The USSR was one of the founders of the United Nations, yet its participation in UN agencies and other Western based international organizations was neither straightforward nor consistent. The Soviet Red Cross oversaw vast territories after WWII including Eastern Germany, Eastern Europe, parts of Iran, Northeast China, and North Korea, with access to prisoners of war from across Europe and Asia. In 1946 the Soviets were elected to the executive board of the International League of Red Cross Societies, followed by membership in the Standing Commission of the International Red Cross in 1952. By the late 1950s the USSR had also joined UNESCO and WHO, though this policy had certain limits. Although a founding country of the Food and Agriculture Organization (FAO), the USSR never formally joined it.
This paper draws on previously unexamined reports of the first Soviet representative at the International Red Cross – Nikolay Tchikalenko, the League’s undersecretary who lived and worked in Geneva from 1962 to 1965, as well as FAO archival documents on failed negotiations with Moscow in 1968. Tchikalenko’s reports reveal Soviet mistrust of “International Geneva,” perceived as infiltrated by American intelligence agents. At the same time, Moscow saw opportunities to advance foreign policy goals by engaging representatives of the decolonized world, while Western actors sought Soviet participation to legitimize new development programs in Africa and Asia as approved by the Socialist world.

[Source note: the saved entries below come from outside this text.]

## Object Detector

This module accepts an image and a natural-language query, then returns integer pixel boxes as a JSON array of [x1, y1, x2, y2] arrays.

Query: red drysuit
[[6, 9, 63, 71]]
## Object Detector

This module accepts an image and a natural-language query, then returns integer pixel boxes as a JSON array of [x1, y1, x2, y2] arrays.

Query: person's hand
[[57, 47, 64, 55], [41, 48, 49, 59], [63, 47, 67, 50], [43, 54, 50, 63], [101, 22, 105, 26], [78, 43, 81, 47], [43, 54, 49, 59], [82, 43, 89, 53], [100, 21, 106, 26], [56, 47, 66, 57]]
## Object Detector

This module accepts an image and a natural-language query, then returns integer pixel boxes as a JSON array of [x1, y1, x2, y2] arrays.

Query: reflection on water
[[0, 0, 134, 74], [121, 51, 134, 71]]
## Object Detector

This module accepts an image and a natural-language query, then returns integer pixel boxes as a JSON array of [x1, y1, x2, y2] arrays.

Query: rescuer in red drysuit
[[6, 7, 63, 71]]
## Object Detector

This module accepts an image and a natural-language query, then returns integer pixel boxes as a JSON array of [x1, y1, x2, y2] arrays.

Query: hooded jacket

FAO, one of the UN’s most important organizations in the fight against hunger, embodied goals consistent with socialist values. Yet the Soviets rejected FAO’s support for landowning farmers as incompatible with socialist principles of public land ownership. In 1968 FAO president Boerma travelled to Moscow and Leningrad to secure Soviet membership, and the deal seemed nearly complete. Ultimately, however, the Soviet Foreign Ministry decided against joining.